Well, that's your opinion. Nothing wrong with that.
It's going to be either a fifth, sixth, or seventh generation locomotive Depending how you want to shake the dice if your talking modern steam. Third generation or fourth generation was the death nail and because of the nature of how steam locomotives were build you can argue about how each new innovation added to a steam locomotive made it a generational leap.... In all seriousness though the Ace 3000 if made to work would of been like a 5th or 6th gen steam locomotive but maybe a third generation turbine locomotive. But that's only if it used a turbine at all.
Interesting train of thought
@@TheRailroadCrossing-SteamPower
So much happened in the development of steam it's kind of ridiculous to think ACE 3000 was the "third generation" when so much technological development happened over a span of 200 years. they had to be referring to a technology they wanted to develop as a third generation of said technology other wise calling the ACE 3000 design a third generation is just hog wash.
Thanks! CGW Texas T1?
To make sure I got you... That is Chicago and Western, yes? And thank you! You got it! I have the Red Devil posting first in the AM that's done already... So your video will be vid two tomorrow at 3 PM Pacific time!

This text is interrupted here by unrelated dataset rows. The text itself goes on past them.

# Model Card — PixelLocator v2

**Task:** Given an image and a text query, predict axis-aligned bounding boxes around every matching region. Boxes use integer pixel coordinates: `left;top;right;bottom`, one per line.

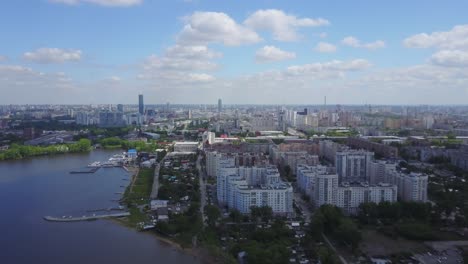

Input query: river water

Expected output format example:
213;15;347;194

0;150;198;264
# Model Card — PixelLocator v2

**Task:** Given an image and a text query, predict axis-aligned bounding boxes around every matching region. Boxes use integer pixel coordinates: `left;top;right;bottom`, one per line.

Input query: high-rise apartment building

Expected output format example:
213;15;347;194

217;166;293;215
335;150;374;182
138;94;145;115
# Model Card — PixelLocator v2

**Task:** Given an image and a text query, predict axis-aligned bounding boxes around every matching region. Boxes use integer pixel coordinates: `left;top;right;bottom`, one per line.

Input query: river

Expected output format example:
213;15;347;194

0;150;198;264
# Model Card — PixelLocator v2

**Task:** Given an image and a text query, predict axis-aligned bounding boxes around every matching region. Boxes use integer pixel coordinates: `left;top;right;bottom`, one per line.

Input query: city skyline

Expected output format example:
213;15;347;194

0;0;468;105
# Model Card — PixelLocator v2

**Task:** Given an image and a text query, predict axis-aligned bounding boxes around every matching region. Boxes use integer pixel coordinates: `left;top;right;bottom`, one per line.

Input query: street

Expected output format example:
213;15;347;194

197;155;206;225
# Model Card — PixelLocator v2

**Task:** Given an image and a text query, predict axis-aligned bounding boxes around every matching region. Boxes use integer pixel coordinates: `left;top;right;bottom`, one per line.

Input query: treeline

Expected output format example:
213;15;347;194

98;137;157;152
309;205;362;251
358;202;438;240
0;139;91;160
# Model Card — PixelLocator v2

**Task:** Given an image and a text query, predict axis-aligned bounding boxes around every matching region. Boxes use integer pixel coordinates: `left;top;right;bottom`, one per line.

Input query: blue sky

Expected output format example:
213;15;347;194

0;0;468;104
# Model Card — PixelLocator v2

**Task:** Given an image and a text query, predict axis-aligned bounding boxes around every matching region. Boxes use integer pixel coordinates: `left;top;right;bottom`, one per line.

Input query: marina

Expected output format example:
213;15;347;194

44;212;130;222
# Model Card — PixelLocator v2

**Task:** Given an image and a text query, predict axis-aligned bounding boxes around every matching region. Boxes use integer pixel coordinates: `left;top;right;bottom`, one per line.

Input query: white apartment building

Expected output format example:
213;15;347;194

335;150;374;182
250;115;278;131
174;141;198;152
217;166;293;215
313;174;338;207
206;151;236;177
297;164;335;199
280;151;319;175
335;183;397;214
369;160;397;184
392;171;428;202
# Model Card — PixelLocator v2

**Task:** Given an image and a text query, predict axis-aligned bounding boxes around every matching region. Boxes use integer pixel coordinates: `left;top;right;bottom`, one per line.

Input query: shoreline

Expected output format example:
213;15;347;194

106;218;212;263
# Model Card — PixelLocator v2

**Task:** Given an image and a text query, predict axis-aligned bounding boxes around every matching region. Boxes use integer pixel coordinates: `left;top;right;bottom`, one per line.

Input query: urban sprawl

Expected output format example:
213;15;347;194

0;95;468;263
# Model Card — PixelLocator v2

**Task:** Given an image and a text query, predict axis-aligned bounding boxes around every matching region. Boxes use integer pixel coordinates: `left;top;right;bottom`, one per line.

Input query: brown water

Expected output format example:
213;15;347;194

0;150;199;264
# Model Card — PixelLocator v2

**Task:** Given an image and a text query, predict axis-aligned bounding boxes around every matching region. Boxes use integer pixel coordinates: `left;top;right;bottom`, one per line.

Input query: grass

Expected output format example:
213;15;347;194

360;228;425;256
123;168;154;226
124;168;154;205
128;207;149;226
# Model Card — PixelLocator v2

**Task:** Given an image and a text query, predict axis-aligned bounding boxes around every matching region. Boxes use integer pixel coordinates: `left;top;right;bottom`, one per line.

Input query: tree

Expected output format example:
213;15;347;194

317;247;341;264
250;205;273;222
335;218;362;251
229;209;242;223
204;204;221;227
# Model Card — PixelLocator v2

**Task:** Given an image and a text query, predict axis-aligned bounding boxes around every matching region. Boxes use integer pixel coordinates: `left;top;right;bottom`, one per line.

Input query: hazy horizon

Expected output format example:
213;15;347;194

0;0;468;105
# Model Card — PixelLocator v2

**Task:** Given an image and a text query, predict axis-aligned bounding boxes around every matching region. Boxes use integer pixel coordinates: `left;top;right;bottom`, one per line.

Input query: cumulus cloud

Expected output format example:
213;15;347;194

0;65;76;104
403;25;468;49
189;73;215;82
138;44;222;85
23;48;82;63
341;36;385;50
315;42;336;52
49;0;143;7
177;12;262;46
431;50;468;67
286;59;371;76
244;9;330;41
255;46;296;63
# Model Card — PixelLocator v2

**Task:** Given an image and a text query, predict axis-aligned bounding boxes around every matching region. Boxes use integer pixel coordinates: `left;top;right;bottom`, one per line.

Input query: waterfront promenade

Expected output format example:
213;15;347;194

44;212;130;222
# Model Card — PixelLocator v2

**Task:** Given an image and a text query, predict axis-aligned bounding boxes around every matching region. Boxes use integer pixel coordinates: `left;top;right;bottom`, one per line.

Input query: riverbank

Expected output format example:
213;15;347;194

111;218;219;264
0;139;91;161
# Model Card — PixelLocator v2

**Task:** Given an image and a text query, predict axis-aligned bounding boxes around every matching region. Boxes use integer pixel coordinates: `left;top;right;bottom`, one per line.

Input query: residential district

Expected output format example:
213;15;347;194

0;95;468;263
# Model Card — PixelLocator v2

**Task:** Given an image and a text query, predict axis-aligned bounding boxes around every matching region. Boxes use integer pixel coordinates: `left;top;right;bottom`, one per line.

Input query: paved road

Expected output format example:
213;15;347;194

150;162;164;199
197;155;206;226
294;189;312;223
322;234;348;264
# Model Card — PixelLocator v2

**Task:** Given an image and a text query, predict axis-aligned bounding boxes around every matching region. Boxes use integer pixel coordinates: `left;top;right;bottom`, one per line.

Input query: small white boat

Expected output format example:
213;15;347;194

88;161;102;168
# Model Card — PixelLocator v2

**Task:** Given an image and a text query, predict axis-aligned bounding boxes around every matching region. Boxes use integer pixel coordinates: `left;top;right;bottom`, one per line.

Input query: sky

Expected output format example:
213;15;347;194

0;0;468;105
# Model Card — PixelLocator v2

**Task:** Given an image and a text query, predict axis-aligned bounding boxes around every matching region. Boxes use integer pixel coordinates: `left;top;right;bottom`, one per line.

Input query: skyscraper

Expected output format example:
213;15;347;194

117;104;123;112
138;94;145;115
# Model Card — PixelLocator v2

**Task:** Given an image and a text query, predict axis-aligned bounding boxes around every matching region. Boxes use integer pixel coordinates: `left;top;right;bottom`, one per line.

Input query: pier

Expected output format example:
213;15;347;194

44;212;130;222
70;167;99;174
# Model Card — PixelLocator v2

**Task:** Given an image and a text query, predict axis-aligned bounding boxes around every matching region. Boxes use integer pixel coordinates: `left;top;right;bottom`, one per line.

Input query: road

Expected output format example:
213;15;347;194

294;189;312;223
150;162;164;199
322;234;348;264
197;155;206;226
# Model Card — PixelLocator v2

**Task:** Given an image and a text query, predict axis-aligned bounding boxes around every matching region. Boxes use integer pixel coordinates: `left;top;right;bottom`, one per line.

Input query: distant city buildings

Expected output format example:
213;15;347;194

99;111;127;127
335;150;374;182
217;166;293;215
138;94;145;115
174;141;199;153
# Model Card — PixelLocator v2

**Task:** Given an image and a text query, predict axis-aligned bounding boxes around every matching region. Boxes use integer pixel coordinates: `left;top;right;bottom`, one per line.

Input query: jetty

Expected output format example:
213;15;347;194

70;167;99;174
44;212;130;222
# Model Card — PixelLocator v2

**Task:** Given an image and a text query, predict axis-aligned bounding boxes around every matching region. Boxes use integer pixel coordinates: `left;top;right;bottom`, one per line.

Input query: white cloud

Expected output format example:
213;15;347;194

165;45;222;60
341;36;385;50
109;76;122;82
23;48;82;63
177;12;262;46
49;0;143;7
286;59;371;76
244;9;330;41
189;73;215;82
403;25;468;49
255;46;296;63
0;65;76;104
138;44;222;86
315;42;336;52
431;50;468;67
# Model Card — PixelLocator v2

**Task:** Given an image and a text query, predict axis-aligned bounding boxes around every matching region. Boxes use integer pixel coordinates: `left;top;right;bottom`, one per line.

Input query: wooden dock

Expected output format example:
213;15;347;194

44;212;130;222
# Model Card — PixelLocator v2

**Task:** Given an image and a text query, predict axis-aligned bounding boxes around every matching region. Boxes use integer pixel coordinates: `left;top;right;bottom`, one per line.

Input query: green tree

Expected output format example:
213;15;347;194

334;218;362;251
204;204;221;227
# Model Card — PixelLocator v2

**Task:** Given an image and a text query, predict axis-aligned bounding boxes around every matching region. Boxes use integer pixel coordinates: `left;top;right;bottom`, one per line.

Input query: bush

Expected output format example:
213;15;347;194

396;222;434;240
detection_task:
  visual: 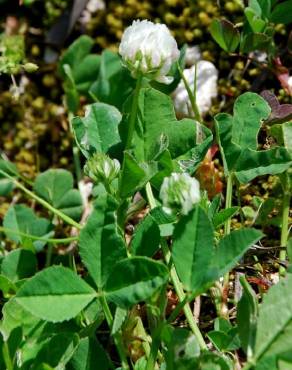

@@TheRailroadCrossing-SteamPower Chicago Great Western? No worries if it takes a while to research it. I'm not going anywhere. And neither is this railroad. A few decades too late for that.
en.m.wikipedia.org/wiki/Chicago_Great_Western_Railway
@@PaulfromChicago I was close! I have everything that I need now on reference material and such. Smaller railroad names Im not the best with. See ya tomorrow! Thanks again!
Interesting, who knew?
So not even a prototype was built? Even the others mentioned at least made it that far and proved their concept unsuccessful. It’s interesting that a model was produced for a locomotive that never existed in real life though.
So long as you have specs, one can model just about anything, no?
I might have worked. The trickiest part would have been to automate firing and water level. Firemen had to anticipate what the engineer would do, it would be very tough to computerize that.
Today it's all a moot point. With global warming, all fossil fuels have no future. Railroads have been putting off electrification for 100 years. Think about it. Some of the biggest electrification projects were just before the diesel.
Electric trains are the ultimate carbon neutral transportation. And no batteries. Railroads need to bite the bullet and get it done.
Is it the coming ice age, global warming, or climate change? I can't remember. Seems like it had something to do with the sun.
While I agree alternative energy and fuels need to be developed.. Im not a believer that electrifying the lines is the answer. The cost alone is prohibitive with the needed infrastructure to go with.